In the novel, some of the main characters, who are in the military, seem to cling to the las vestiges of hope for survival. They set out to look for other possible survivors, or regions not contaminated by radiation. Their hopes are dashed when they find that an intermittent Morse code they have received from the American west coast is the result of a shutter in the wind. Others abandon caution and sensibility, and start participating in high risk activities, rather than passively await their demise. Yet others, in some form of denial, continue their daily routines of mundane activities such as planting and tending their gardens, opting to use the pills provided by the government when they become ill. Shute gather a bleak bouquet of possible responses to an inevitable outcome.

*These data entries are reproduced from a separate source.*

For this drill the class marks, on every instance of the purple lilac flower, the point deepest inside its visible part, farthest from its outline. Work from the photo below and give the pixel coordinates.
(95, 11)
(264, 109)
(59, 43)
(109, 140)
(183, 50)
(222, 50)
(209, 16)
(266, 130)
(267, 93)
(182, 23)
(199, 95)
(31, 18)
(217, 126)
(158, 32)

Our group, on our beach, agains seems very different from the vision created in the novel. Fortunately, there is no spreading cloud of radioactive fallout approaching. But we are well aware of inevitabilities. We know time is limited. The aging process has already taken some of its toll from all of us. Yes, there are shades of denial, and bucket list adventures, and submersions into the mundane in all of us. But our shared choice in response to the tides which will sweep away all our sand castles, has been evolving over the years of being together.

We choose to enjoy our weekly outing on the beach as testament to our common journey. We gether to celebrate. It is our “Life Is Good” party.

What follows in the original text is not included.